Book Review: By Nightfall, by Michael Cunningham
- 27-1-2011
- All Flourish: Articles: Archive, Book, Reviews
Book Review: By Nightfall
by Michael Cunningham
2010 Fourth Estate
Reviewed by Claire Williams
Stranger Disturbs the Peace
At forty-four years of age, Peter Harris has made a good life for himself. He’s doing well dealing contemporary art from his own gallery, with satisfied clients and promising new artists. He lives in New York, in a spacious Soho loft that he and his wife Rebecca were lucky to purchase “before the market went crazy.” Despite his good fortune, he has a strong feeling of dissatisfaction, and it’s buried somewhere deep within his soul.
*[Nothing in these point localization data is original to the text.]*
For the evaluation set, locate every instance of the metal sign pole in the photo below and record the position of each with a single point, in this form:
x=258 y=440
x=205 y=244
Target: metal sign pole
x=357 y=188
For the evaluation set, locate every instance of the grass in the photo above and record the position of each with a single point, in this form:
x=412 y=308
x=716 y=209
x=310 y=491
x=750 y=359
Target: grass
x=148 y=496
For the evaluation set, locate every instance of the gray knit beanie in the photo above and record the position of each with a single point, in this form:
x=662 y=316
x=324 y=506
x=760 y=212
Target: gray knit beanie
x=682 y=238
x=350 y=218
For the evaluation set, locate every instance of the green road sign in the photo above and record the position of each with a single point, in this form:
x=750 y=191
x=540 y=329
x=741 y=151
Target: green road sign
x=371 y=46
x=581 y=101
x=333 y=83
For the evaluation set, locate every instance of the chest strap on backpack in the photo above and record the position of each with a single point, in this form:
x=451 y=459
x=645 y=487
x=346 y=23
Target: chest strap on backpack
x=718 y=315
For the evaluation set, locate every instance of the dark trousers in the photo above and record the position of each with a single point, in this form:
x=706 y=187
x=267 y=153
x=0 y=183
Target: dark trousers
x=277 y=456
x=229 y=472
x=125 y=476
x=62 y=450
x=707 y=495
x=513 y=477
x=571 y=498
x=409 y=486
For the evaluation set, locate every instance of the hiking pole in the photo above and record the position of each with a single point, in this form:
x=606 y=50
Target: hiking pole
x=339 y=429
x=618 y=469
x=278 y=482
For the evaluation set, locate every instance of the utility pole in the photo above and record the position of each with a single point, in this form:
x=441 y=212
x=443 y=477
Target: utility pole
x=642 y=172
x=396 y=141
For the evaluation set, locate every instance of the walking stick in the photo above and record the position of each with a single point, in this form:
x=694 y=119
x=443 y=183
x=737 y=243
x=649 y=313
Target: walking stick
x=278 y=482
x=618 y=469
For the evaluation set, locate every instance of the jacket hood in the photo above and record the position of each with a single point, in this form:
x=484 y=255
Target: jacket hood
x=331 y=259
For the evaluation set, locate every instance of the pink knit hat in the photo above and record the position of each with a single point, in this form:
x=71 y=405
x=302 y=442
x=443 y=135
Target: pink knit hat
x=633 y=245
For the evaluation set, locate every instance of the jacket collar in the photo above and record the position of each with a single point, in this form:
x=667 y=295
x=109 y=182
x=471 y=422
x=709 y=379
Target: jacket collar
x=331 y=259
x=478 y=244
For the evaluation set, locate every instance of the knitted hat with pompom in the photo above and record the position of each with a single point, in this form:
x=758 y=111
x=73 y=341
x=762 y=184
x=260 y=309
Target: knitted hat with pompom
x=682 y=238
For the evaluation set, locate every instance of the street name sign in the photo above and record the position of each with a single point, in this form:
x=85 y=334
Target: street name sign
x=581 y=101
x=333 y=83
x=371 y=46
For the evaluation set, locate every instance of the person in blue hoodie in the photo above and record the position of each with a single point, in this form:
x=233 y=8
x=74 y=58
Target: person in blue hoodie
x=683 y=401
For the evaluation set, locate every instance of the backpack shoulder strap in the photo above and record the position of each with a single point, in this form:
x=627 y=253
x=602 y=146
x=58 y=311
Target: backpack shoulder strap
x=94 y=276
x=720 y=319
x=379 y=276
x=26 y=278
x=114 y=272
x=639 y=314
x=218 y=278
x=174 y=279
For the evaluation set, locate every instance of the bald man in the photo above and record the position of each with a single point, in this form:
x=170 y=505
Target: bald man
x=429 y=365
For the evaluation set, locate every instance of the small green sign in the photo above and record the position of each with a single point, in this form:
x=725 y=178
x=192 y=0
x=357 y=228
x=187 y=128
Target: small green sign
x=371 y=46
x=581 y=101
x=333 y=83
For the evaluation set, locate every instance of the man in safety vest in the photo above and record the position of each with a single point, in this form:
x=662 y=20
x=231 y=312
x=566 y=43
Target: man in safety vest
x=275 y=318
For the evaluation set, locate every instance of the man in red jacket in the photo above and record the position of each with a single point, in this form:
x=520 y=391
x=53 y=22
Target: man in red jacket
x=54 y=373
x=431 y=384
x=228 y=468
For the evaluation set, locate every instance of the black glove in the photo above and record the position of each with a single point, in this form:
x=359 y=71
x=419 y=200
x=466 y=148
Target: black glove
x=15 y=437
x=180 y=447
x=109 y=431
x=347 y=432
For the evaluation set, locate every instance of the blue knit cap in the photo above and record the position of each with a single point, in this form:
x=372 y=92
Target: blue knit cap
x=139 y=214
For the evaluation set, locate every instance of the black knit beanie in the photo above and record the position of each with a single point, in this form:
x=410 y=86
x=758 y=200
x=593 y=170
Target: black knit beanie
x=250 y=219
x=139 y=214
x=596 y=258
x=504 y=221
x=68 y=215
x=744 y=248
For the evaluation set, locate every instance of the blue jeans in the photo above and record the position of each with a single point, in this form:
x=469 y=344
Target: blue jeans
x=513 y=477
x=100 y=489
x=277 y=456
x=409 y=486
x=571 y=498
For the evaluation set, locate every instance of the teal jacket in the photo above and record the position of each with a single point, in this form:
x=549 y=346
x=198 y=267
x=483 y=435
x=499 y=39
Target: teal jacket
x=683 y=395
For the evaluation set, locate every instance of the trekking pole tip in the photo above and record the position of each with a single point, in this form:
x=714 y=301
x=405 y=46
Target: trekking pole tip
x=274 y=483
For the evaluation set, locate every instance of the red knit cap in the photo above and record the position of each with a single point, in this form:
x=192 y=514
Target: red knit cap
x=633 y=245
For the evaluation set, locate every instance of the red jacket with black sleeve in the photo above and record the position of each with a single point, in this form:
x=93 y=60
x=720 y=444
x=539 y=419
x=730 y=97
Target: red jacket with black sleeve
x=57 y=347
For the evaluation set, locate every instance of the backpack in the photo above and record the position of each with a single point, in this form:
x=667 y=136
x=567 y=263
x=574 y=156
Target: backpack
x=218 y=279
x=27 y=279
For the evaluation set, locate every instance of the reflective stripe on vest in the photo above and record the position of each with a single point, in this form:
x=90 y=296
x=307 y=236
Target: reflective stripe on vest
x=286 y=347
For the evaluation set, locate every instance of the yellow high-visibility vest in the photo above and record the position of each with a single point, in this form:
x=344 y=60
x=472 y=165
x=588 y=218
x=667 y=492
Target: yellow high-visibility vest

Enter Rebecca’s younger brother, Mizzy (short for “The Mistake”) – a beautiful, intelligent and manipulative young man with a history of drug addiction. Mizzy’s presence in their lives results in a kind of internal chaos for Peter, where he questions his marriage, his past, his sexuality and his career.
This is not a novel driven by plot – there is a dinner here, a subway ride there, a trip to an artist’s studio – but Cunningham always kept me engaged, even exhilarated. Cunningham delights in the quotidian. It is everyday events that invite musings into the past and future. We begin to ask ourselves the same questions causing Peter so much anguish. And isn’t that the mark of good writing – to leave the reader with a sense of what it means to be alive?
As with his other work, Cunningham takes an interest in issues of sexuality. Peter’s memories of his gay brother – who died of AIDS – are vividly portrayed throughout the narrative. These reminiscences, combined with his own sexual stirrings towards Mizzy, make for interesting comments about male and adolescent desire. Yet Cunningham never lets the issues obtrude. Instead, they enhance and complicate broader themes of love, death and beauty.
Some readers may find Peter difficult to sympathise with. He is so besotted with the idea of beauty, he is unable to form a close bond with his solid, plain-looking daughter. At other times he is too self-absorbed to observe his wife’s own restlessness in their marriage. But this is a minor criticism – By Nightfall is a dazzling portrait of contemporary relationships.